Translation of "Grandmother's" in Turkish

0.588 sec.

Examples of using "Grandmother's" in a sentence and their turkish translations:

- This recipe is my grandmother's.
- This is my grandmother's recipe.

- Bu tarif büyükannemin.
- Bu tarif ninemin.

Today's my grandmother's birthday.

Bugün ninemin doğum günü.

I visited my grandmother's house.

Ben büyükannemin evini ziyaret ettim.

I'm going to my grandmother's.

Ben büyükannemlere gidiyorum.

Here are my grandmother's dentures.

İşte büyükannemin protezleri.

Those are my grandmother's dentures.

Onlar benim büyükannemin protezleri.

My grandmother's shoes are old.

Büyükannemin ayakkabıları eski.

This recipe is my grandmother's.

Bu tarif büyükannemin.

- These are my grandmother's artificial teeth.
- It's my grandmother's set of false teeth.

O, anneannemin takma dişidir.

My grandmother's nurse is very kind.

- Büyükannemin hemşiresi çok nazik.
- Anneannemin bakıcısı çok naziktir.
- Babaannemin bakıcısı çok kibardır.

I will visit my grandmother's house.

Anneannemin evini ziyaret edeceğim.

Tom likes Mary's grandmother's prescription drugs.

Tom, Mary'nin büyükannesinin reçeteli ilaçlarını sever.

Tom is staying at his grandmother's.

Tom büyükannesinin yanında kalıyor.

Mary listened to her grandmother's stories.

Mary, büyükannesinin hikayelerini dinledi.

I don't remember my grandmother's face accurately.

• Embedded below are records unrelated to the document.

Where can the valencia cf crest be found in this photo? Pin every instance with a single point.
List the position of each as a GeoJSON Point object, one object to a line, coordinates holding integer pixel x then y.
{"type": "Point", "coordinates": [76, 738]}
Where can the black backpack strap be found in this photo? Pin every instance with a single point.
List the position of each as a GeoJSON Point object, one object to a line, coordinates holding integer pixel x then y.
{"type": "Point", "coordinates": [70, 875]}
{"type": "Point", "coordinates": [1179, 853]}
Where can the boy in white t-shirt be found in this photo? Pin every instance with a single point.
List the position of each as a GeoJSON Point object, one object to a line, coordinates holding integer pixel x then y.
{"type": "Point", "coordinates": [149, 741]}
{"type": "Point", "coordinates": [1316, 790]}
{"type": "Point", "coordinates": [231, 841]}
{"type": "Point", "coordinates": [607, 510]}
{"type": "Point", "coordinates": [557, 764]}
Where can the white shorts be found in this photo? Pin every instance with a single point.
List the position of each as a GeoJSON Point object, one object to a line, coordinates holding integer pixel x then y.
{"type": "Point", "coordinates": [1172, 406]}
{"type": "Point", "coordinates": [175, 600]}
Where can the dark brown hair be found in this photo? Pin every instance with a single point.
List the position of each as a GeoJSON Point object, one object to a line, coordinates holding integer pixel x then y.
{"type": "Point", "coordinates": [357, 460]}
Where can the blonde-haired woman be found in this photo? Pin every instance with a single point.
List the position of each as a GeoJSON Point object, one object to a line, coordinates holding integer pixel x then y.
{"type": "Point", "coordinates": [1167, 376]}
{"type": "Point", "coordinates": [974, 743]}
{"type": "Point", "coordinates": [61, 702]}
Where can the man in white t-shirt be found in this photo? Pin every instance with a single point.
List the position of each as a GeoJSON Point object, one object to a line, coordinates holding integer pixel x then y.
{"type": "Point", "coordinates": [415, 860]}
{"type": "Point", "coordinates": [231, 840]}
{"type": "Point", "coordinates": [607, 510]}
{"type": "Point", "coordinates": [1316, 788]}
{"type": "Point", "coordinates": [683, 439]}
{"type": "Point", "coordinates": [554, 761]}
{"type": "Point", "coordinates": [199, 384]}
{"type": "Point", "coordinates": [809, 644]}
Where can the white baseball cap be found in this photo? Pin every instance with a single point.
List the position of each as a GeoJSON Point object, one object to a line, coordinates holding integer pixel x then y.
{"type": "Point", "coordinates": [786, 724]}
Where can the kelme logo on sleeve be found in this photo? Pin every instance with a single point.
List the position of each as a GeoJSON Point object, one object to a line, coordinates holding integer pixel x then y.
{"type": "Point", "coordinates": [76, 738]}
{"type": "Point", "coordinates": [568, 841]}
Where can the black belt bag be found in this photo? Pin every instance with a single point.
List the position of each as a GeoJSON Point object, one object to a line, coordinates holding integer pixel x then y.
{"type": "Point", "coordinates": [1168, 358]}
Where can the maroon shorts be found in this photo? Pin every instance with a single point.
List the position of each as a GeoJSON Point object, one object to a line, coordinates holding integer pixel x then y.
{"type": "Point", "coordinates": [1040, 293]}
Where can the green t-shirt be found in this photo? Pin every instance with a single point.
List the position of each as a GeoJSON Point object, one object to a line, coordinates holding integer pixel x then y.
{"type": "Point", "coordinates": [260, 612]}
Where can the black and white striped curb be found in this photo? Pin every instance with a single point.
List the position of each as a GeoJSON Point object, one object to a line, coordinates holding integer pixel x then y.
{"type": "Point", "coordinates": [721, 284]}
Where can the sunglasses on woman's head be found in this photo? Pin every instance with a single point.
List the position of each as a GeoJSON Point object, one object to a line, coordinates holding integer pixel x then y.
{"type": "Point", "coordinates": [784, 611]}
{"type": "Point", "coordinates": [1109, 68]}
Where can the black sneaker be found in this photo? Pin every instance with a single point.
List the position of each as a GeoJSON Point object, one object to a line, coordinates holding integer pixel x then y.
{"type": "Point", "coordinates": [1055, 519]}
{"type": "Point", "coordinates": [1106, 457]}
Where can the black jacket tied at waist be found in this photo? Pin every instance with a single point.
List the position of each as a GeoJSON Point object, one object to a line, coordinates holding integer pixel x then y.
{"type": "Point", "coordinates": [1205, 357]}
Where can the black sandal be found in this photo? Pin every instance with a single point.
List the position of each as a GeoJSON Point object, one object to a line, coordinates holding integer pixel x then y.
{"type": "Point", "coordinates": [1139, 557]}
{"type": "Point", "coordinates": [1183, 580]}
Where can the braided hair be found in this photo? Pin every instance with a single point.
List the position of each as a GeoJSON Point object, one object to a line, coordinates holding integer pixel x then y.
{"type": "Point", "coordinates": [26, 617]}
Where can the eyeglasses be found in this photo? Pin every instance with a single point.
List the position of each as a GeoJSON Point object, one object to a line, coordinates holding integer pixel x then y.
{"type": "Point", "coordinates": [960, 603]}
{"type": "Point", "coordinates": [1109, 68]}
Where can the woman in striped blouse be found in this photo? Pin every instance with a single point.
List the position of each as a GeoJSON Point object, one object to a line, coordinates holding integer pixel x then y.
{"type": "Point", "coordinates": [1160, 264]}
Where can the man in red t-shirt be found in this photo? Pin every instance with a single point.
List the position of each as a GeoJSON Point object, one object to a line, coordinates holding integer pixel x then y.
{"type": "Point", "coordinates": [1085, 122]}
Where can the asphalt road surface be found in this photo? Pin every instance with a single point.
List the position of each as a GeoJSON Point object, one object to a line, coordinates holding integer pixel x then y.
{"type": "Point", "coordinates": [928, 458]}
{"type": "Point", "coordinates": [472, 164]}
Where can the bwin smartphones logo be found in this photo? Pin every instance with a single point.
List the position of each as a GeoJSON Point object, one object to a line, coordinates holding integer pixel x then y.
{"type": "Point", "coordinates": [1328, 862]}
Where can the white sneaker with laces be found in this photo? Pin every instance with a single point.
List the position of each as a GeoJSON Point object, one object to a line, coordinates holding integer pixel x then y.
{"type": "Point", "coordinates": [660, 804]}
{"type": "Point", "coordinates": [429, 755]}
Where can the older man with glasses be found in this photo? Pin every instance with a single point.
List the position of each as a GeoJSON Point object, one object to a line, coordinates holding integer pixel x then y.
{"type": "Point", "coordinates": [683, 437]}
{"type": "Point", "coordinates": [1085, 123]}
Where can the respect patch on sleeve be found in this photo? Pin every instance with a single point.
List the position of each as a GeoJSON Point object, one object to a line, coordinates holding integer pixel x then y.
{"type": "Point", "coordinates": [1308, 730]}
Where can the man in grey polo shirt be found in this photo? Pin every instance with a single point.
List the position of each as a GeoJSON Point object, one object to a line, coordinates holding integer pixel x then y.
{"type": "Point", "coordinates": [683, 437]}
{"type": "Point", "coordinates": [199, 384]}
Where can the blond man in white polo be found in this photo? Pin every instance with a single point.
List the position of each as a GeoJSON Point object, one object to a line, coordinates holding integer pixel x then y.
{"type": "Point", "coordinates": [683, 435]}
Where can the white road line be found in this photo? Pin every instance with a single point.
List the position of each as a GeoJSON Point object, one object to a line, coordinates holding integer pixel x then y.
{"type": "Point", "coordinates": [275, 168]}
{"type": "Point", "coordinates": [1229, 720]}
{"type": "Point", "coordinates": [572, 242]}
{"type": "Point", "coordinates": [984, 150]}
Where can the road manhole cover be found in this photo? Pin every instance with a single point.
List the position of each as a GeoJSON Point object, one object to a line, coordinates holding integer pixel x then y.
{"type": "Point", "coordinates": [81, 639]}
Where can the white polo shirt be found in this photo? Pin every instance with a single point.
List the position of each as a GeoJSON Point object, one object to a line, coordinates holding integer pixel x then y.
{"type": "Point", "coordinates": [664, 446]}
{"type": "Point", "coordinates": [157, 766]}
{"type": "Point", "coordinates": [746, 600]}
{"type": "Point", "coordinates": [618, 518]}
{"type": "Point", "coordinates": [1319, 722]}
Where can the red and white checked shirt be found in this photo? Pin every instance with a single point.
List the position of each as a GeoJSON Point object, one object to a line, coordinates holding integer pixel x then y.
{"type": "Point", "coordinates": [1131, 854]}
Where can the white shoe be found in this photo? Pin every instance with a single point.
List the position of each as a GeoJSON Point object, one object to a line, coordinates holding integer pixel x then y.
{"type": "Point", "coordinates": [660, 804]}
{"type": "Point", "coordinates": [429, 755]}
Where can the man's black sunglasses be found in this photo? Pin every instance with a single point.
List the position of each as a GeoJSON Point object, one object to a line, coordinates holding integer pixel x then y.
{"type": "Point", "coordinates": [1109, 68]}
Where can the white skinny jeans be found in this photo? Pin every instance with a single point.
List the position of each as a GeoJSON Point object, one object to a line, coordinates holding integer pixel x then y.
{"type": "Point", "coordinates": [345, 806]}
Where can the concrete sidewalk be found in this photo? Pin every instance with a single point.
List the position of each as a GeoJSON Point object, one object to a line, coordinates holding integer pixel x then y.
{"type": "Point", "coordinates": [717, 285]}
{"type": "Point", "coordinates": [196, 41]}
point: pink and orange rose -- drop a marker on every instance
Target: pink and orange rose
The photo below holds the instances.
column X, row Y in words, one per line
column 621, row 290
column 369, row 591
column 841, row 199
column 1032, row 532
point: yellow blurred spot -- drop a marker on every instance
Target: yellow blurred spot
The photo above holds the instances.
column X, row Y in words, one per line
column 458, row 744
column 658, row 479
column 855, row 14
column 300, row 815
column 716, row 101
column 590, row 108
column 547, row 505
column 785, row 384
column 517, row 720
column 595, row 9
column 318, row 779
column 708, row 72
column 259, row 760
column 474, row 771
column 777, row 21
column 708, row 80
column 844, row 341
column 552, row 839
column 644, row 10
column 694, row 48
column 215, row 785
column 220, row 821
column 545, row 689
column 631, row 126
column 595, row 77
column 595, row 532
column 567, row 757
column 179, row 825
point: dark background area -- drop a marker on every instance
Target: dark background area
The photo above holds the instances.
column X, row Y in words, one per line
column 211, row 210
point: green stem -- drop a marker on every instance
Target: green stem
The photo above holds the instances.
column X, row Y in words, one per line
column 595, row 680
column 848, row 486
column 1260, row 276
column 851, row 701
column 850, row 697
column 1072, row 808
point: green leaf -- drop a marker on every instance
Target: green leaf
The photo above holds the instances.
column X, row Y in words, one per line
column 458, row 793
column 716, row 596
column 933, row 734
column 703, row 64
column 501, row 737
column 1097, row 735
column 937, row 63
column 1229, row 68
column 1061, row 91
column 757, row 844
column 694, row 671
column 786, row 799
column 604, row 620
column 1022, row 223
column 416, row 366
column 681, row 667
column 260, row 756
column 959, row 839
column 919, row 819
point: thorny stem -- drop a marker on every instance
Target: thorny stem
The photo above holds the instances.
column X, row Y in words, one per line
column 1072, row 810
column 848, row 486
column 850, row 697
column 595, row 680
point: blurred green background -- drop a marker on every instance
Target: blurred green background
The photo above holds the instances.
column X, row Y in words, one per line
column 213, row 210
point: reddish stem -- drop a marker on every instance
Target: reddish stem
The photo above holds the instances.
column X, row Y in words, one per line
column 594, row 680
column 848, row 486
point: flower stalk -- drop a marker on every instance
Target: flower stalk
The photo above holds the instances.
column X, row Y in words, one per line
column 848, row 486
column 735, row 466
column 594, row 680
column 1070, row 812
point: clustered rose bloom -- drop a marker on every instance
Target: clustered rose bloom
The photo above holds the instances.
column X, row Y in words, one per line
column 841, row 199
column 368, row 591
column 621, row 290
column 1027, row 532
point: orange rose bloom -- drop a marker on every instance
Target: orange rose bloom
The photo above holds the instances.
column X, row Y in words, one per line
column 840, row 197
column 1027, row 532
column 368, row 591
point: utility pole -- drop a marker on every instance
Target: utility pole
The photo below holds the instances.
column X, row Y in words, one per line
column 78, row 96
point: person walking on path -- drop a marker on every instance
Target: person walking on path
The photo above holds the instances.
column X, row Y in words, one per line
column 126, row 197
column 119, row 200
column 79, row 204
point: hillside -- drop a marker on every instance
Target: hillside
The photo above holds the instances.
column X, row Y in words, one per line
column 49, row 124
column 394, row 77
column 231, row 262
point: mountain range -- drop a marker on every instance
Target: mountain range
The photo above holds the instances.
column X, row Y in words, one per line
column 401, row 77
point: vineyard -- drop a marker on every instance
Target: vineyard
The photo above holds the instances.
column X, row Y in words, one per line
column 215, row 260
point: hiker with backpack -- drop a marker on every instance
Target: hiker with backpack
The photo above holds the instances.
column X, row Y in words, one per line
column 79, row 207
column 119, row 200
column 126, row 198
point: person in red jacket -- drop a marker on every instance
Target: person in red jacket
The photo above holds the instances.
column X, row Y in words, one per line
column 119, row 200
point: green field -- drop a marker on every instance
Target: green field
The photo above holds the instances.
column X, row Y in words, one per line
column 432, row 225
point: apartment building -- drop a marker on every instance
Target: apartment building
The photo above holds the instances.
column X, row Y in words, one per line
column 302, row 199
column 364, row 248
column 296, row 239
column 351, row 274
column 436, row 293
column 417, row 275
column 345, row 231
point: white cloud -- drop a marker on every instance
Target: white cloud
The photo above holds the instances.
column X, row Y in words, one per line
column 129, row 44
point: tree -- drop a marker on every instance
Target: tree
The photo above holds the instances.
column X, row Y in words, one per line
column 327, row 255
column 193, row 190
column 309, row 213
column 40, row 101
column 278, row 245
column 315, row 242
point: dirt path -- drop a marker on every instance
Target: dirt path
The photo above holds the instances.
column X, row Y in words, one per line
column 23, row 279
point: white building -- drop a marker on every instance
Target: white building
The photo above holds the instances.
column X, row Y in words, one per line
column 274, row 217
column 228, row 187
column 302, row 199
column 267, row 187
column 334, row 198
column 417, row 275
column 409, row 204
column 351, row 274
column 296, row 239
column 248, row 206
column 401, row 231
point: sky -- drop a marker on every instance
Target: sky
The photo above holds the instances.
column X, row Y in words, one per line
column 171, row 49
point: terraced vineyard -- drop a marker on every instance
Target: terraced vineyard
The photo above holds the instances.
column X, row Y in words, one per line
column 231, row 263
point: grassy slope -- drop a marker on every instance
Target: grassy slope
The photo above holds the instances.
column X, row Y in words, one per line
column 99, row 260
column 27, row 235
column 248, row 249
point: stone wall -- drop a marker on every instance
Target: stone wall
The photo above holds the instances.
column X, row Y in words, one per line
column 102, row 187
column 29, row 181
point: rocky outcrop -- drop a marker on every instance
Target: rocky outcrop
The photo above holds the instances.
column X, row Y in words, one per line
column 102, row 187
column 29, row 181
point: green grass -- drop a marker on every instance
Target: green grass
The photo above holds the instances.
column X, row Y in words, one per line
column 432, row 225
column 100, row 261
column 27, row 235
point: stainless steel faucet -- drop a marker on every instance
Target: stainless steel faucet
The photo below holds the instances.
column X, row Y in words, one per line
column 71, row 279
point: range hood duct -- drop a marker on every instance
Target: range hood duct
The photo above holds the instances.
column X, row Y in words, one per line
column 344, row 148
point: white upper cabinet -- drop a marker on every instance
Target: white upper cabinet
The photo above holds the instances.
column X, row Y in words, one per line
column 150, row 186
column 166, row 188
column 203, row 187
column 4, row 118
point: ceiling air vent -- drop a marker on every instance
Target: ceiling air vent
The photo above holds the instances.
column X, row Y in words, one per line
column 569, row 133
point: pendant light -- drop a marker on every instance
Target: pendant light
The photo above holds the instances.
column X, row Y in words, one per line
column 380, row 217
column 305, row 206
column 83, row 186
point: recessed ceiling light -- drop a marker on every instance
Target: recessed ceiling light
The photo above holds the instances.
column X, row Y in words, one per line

- Büyükannemin yüzünü tam olarak hatırlamıyorum.
- Anneannemin yüzünü çok net anımsamıyorum.

I am already forgetting my grandmother's face.

Şimdiden büyükannemin yüzünü unutuyorum.

My grandmother's death was a big shock.

Anneannemin ölümü büyük bir şok oldu.

I don't remember my grandmother's face exactly.

Babaannemin yüzünü tam olarak hatırlamıyorum.

Why did you steal your grandmother's jewelry?

- Neden büyükannenin takılarını çaldın?
- Neden anneannenin mücevherlerini çaldın?

Tom is still at his grandmother's house.

- Tom hâlâ büyükannesinin evinde.
- Tom hâlâ anneannesinde.

Tom spent the summer at his grandmother's.

- Tom yazı anneannesinin evinde geçirdi.
- Tom yazı babaannesinin evinde geçirdi.

My car burns less fuel than my grandmother's.

Arabam büyükanneminkinden daha az yakıt tüketiyor.

Tom spent his summer vacation at his grandmother's.

Tom yaz tatilini büyükannesinin evinde geçirdi.

"Whose cows are these?" "They are my grandmother's."

"Bunlar kimin inekleri?" "Onlar benim büyükannemin inekleri."

Susan spent the summer vacation at her grandmother's.

- Susan yaz tatilini büyükannesinin evinde geçirdi.
- Suzan yaz tatilini anneannesinde geçirdi.
- Susan yaz tatilini babaannesinde geçirdi.

But as I sat witness to my grandmother's life

Ama büyükannemin

The little girl was left in her grandmother's care.

Küçük kız büyükannesinin bakımına bırakıldı.

They renovated their grandmother's house and brought in modern furniture.

Onlar büyükannelerinin evini yenilediler ve modern mobilyalar getirdiler.

This house is my grandmother's, but soon it will be mine.

Bu ev büyükannemin ama yakında benim olacak.

My grandmother's old watch has been lying in the drawer for years.

Büyükannemin eski saati yıllardır çekmecede duruyordu.

I haven't eaten at my grandmother's house since I was a kid.

Çocukluğumdan beri büyükannemin evinde yemek yemedim.